In Abani’s eyes, the fight against Apple is paramount to preserving fair competition in the medical device space.

“Defending our rights is expensive, but the alternative is to give in to those who would continue to copy, monopolize and otherwise suppress the progression of life-saving technologies,” Abani wrote Thursday in an emailed statement. “We are fortunate to be in a position to go toe-to-toe with Apple, for the benefit of our customers and other similarly impacted companies, while still running a successful business.”

On the appeal for its antitrust case against Apple, AliveCor will need to argue that the distinct court erred in dismissing the lawsuit. If the appellate court agrees with AliveCor, then the case will go back to the district court and progress into the next stages — discovery, summary judgment motions and eventually a trial. 

After all of that occurs, the losing party can still appeal the judgment up to the appellate court and Supreme Court. 
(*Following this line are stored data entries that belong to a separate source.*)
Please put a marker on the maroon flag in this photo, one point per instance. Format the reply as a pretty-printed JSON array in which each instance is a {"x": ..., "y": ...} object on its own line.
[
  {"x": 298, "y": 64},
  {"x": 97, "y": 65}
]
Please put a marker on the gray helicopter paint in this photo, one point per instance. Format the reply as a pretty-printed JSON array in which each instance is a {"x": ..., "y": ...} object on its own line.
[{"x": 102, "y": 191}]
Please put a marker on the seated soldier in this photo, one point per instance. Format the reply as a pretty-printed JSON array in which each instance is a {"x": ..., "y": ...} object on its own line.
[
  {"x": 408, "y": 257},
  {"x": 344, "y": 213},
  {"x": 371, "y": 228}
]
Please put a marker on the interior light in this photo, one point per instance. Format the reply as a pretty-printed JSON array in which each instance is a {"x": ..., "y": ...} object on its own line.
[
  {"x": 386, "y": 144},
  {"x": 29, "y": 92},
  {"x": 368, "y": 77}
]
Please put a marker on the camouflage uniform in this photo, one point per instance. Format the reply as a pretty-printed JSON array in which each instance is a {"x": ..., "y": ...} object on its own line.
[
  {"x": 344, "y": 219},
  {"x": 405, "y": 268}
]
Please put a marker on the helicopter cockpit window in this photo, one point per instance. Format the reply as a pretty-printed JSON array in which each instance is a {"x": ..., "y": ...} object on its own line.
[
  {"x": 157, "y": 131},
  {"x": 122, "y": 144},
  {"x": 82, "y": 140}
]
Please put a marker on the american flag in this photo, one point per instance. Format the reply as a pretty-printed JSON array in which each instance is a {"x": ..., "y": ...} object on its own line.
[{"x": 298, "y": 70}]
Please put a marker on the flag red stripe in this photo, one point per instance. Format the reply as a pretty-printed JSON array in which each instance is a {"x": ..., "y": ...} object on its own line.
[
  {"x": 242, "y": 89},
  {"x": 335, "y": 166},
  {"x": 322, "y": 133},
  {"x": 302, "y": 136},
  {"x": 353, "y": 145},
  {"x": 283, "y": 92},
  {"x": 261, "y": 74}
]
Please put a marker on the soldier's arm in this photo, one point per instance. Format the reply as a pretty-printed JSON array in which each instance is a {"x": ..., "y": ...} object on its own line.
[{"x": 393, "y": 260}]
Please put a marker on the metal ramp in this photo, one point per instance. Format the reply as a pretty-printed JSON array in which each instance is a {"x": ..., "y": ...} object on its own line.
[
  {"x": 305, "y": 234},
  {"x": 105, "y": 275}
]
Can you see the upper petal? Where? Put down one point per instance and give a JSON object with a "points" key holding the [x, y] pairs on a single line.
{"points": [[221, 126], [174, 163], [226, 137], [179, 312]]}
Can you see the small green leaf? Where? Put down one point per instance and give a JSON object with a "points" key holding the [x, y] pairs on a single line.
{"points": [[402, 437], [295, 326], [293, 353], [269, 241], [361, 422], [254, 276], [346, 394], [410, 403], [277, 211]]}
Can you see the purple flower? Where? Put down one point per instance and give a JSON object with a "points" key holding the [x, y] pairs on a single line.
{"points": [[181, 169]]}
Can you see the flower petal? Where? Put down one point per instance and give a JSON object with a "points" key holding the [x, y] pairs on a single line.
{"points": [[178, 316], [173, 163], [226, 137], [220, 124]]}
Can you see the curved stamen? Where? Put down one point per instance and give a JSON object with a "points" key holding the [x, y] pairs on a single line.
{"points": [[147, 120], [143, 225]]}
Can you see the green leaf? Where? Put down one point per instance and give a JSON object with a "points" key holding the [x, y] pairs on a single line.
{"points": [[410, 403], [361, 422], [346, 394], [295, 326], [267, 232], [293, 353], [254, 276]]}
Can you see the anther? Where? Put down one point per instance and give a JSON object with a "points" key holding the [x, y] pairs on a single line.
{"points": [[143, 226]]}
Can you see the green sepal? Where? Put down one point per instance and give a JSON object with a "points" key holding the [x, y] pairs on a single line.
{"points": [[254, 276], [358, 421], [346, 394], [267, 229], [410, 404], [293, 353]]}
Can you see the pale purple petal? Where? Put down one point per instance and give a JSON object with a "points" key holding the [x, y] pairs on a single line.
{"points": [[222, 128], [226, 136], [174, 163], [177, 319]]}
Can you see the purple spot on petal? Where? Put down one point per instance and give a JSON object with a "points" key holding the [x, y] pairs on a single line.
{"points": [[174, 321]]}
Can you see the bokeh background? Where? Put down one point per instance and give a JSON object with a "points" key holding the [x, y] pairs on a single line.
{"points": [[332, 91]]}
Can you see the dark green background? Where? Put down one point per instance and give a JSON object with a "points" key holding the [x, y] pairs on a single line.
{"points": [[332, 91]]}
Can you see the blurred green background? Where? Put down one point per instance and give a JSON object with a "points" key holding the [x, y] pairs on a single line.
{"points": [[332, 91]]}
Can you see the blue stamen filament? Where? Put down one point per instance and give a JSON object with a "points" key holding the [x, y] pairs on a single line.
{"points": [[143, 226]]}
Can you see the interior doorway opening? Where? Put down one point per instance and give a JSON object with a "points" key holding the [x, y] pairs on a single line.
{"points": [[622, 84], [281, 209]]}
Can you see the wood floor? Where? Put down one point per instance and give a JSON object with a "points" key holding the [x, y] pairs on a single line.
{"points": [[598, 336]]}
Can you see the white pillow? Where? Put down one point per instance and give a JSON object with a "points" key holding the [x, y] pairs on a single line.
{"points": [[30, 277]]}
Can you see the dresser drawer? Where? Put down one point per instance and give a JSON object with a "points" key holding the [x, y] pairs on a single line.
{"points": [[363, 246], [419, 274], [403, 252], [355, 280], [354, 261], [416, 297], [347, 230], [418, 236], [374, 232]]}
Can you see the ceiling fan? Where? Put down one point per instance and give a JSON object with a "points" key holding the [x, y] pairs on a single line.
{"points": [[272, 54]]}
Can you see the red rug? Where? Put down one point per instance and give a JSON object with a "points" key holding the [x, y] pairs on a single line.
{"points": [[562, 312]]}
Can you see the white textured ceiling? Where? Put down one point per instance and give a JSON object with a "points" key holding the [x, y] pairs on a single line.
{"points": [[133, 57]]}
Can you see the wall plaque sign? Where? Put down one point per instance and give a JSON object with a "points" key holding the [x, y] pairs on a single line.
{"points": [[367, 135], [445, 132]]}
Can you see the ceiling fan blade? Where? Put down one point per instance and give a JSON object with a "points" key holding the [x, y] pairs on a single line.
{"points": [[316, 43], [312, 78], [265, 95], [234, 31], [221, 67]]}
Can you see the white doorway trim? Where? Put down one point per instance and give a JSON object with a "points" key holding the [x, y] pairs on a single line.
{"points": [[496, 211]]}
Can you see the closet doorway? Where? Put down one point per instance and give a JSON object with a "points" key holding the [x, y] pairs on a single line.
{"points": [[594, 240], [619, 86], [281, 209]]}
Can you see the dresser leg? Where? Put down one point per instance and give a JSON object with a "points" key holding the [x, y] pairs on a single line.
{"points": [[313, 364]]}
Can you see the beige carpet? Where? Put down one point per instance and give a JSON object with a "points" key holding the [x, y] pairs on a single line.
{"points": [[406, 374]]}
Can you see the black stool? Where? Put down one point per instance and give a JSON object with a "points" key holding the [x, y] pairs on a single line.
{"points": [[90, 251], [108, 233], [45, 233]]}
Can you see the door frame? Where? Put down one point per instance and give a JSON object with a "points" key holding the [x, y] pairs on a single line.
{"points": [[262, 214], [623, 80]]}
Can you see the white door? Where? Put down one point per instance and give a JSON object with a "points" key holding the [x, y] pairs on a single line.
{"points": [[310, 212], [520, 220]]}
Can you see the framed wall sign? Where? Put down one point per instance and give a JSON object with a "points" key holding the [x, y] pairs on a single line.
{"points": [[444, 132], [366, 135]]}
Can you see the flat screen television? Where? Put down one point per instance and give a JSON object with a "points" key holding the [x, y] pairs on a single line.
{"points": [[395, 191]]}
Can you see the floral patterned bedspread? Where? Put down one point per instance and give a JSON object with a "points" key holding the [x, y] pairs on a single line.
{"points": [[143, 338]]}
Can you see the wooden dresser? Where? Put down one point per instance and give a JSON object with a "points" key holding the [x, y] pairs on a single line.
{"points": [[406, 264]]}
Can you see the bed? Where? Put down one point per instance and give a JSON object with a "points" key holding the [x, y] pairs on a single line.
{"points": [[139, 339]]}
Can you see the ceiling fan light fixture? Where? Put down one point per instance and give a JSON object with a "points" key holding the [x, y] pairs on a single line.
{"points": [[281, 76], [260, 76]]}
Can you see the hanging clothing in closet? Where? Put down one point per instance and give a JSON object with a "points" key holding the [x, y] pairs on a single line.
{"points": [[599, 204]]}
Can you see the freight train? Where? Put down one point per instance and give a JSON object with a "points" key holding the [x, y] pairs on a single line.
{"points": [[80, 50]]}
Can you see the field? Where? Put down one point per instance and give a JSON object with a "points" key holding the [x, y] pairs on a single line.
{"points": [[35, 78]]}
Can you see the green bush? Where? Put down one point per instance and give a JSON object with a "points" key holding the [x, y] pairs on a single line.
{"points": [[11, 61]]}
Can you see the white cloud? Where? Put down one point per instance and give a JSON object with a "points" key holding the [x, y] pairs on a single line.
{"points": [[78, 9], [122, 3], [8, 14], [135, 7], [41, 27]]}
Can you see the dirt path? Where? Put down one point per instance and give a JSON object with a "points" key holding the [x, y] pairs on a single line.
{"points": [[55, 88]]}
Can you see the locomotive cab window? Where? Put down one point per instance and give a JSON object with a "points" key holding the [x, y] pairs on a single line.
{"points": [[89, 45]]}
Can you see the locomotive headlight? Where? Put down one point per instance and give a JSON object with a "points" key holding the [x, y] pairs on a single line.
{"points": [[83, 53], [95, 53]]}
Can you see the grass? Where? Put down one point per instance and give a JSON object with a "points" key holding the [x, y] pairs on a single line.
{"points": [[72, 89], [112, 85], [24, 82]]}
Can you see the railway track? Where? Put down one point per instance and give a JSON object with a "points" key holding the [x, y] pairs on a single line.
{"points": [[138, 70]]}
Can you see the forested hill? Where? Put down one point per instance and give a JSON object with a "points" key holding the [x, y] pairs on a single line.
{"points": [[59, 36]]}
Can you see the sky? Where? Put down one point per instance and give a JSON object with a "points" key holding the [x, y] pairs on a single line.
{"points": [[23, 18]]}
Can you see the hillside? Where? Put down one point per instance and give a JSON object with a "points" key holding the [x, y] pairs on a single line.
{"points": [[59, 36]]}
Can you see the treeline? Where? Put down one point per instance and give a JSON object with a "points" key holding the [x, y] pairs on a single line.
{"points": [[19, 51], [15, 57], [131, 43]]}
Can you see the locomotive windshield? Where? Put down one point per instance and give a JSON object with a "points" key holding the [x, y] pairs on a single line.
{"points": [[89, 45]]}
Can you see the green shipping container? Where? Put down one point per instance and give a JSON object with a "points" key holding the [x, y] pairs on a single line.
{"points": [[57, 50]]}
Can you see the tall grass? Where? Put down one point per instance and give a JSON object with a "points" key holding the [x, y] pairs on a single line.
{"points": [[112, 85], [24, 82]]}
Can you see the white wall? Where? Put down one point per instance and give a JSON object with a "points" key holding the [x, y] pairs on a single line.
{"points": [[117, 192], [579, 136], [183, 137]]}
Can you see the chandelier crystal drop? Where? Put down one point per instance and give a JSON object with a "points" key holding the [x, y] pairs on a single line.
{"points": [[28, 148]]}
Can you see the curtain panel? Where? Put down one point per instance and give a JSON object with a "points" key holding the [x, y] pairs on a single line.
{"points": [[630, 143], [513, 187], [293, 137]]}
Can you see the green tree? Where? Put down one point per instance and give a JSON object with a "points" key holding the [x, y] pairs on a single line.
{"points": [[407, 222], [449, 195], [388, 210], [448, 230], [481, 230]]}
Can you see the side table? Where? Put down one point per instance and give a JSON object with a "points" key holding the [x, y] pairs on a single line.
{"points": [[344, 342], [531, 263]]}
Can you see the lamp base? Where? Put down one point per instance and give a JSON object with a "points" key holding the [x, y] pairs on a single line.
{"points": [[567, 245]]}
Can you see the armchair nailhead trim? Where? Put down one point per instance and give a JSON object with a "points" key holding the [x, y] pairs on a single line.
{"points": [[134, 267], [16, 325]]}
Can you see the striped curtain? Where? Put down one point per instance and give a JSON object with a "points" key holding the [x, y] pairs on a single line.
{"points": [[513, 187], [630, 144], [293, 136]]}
“This entire process can take several years, so the dismissal of the case is definitely not the end of the story. In some ways, it’s actually just the beginning,” Corbin remarked.

AliveCor did not disclose its appeals strategy, but Abani said her company will do whatever it takes to stand up for itself.

“We are committed to protecting our IP and ability to compete fairly in the marketplace, to ensure that consumers always have the option to choose the best products and services,” she declared.